With respect to the ordering I describe below I have some related questions.

  1. Given these ordering guarantees I don't need explicit fences in many places. However, how can I express the "fence" to the compiler, in particular GCC? That is, the guarantee of program order only applies so long as the optimizer doesn't reorder my program.

  2. Are there common/popular new chips in use that have general purpose cores that do not offer such guarantees?

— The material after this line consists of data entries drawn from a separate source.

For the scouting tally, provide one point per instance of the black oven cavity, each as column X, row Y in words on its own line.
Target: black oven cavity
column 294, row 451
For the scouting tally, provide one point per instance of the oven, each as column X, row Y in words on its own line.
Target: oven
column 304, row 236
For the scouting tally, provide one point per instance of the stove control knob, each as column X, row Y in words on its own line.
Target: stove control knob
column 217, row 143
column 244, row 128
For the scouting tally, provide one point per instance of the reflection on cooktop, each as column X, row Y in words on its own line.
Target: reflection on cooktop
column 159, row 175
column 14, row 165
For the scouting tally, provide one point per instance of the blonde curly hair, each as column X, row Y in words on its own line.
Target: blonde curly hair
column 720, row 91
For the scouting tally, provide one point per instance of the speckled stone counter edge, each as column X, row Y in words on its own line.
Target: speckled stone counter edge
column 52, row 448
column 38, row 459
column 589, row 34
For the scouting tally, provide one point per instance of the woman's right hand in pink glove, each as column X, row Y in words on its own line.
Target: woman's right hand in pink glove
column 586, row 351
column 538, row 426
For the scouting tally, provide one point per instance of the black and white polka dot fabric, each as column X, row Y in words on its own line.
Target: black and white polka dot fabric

  3. I'm a bit confused in C++0x with its idea of interleaving. Must I use the "atomic" class to make use of these guarantees, or is there some other aspect in the draft which also provides a way to make use of these guarantees?


Memory Ordering

Both Intel and AMD, at least with x86_64, guarantee that memory loads are sequential with respect to the store operations done on a single processor. That is, if some processor executes these stores:

  1. Store A <- 1
  2. Store B <- 2
  3. Store C <- 3

The moment some other processor sees C(3) it is guaranteed to also see the previous stores A(1) and B(2). Now, the visibility between processors may be interleaved, but the store order from any given processor will also be sequential.

They also have transitive guarantees when Processor 0 reads a value stored by Processor 1, then writes a value, that Processor 2 reading the new value must also see that value from Processor 1.

Ignore the special cases dealing with IO and special devices. I'm interested only in the general memory guarantees: my ordering here is just the bit I'm most interested in as it has the most significance for concurrent algorithms.

3

3 Answers

2
votes

Mastery of these kinds of operations is essential for building SMP operating systems and for communicating with certain kinds of hardware. The Linux kernel documentation provides an excellent overview of the subject along with the specific solutions used by the kernel. I highly recommend taking a look at their memory-barriers.txt file.

0
votes

For the strongest guarantees that your stores and loads will be executed in precisely the required order, you may need to resort to asm blocks in your code and write out your mov instructions explicitly.

0
votes

Even if the platform guarantees sequential consistency, you will always need some sort of synchronization to prevent race conditions when more than one thread accesses the same memory location and at least one of them writes into it. C++0x offers three ways to implement such synchronization:

  1. Mutual exclusion - std::mutex and related classes
  2. Atomic variables - std::atomic<T>
  3. Explicit memory barriers - std::atomic_thread_fence.

The latter two accept a memory order parameter permitting extra flexibility (for experts only!) on platforms that do not guarantee sequential consistency, but this is not relevant on x86.